Ces docteurs imaginaires ne se présentent pas avec l'étiquette «gourou» sur le front. Ils n'ont pas nécessairement l'air illuminés. Ils portent souvent un sarrau blanc et même un stéthoscope. Ils se donnent des airs sérieux, se font appeler «docteurs» et s'octroient des diplômes bidon. Ils sont parfois eux-mêmes des professionnels de la santé, défroqués ou non, ce qui leur donne de la crédibilité. Ils prétendent pouvoir réussir là où la médecine traditionnelle échoue. Parce qu'ils donnent un bon spectacle, ils bénéficient parfois de tribunes à la télé et à la radio, où ils peuvent vendre leur salade ésotérique. Liberté d'expression, je veux bien... Mais quand des médias donnent un sceau de crédibilité à des charlatans qui exploitent la vulnérabilité des gens, il y a lieu de faire un examen de conscience. Avoir une tribune est un privilège qui vient avec des responsabilités.

Il s'en trouvera pour répliquer qu'il n'est pas plus sage de boire les paroles des bons vieux médecins. C'est vrai. La médecine traditionnelle n'est pas à l'abri des erreurs et des dérives. Mais la différence entre les médecins et les guérisseurs, c'est que ces derniers n'admettent pas la critique.
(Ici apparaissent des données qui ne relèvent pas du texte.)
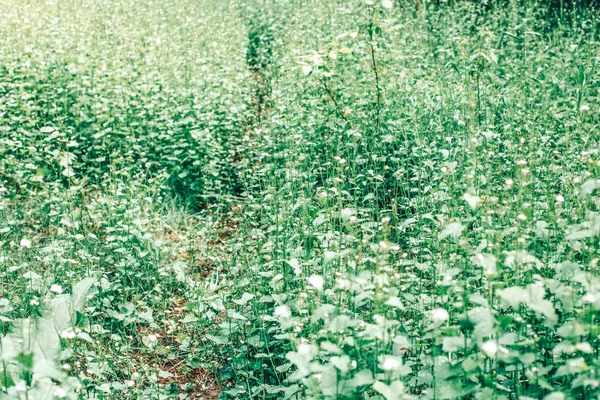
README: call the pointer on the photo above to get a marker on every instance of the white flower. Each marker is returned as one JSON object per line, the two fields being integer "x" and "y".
{"x": 68, "y": 334}
{"x": 589, "y": 298}
{"x": 56, "y": 289}
{"x": 490, "y": 348}
{"x": 390, "y": 363}
{"x": 439, "y": 315}
{"x": 283, "y": 312}
{"x": 316, "y": 281}
{"x": 384, "y": 245}
{"x": 387, "y": 4}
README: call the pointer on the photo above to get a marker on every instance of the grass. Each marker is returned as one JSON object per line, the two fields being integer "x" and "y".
{"x": 283, "y": 199}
Comme le souligne avec justesse le médecin et bioéthicien Marc Zaffran, cité dans le reportage de ma collègue, l'attitude du guérisseur en est une obscurantiste, beaucoup plus rigide que celle du médecin. Alors que le médecin doit sans cesse remettre en cause ses connaissances et laisse son patient solliciter un deuxième avis, le guérisseur exige de lui un acte de foi (et un chéquier).

Cela dit, même pour des professionnels de la santé, la frontière entre la science et la pseudoscience ne semble pas toujours claire. Fait troublant, au sein même des hôpitaux, plusieurs médecins et infirmières ont déjà tenté d'endoctriner des patients avec des approches psychospirituelles douteuses qui peuvent avoir de graves conséquences. Imaginez un peu une patiente suicidaire, à la santé mentale fragile, qui se fait dire par une infirmière, adepte de numérologie, d'astrologie et de reiki, qu'un proche décédé veut qu'elle suive ses traces...

L'ésotérisme vire parfois à la tragédie. Plusieurs Québécois sont morts après avoir boudé des traitements reconnus pour confier leur destin à un gourou. Les exemples compilés dans le reportage de Marie-Claude Malboeuf, dont je recommande vivement la lecture, donnent froid dans le dos.

Malheureusement, les mécanismes de surveillance permettant d'épingler ces gourous semblent inadéquats. Sur les quelque 60 guérisseurs dénoncés chaque année au Collège des médecins, seule une poignée est poursuivie pour exercice illégal de la médecine. Les autres reçoivent un simple avertissement. C'est sans compter tous ceux qui ne seront jamais dénoncés parce que leurs victimes sont mortes de honte.

En dépit des avertissements et des condamnations, plusieurs récidivent. Voyez par exemple le cas ahurissant de la naturopathe Myriam Villiard, condamnée pour exercice illégal de la médecine. Même si une injonction lui interdisait d'offrir des traitements, elle a persisté. Elle a soutiré 450$ à une dame atteinte d'un cancer de la peau, qui est morte. Elle a prétendu pouvoir soigner un enfant atteint d'une maladie rare. À ses parents désespérés, elle a vendu pour 1000$ de produits et d'analyses bidon. Rien ne peut justifier de tels «actes ignobles», a écrit un juge des petites créances.

La même Myriam Villiard est pourtant qualifiée de pionnière sur le site de la Commission des praticiens en médecine douce du Québec. Pionnière en charlatanisme?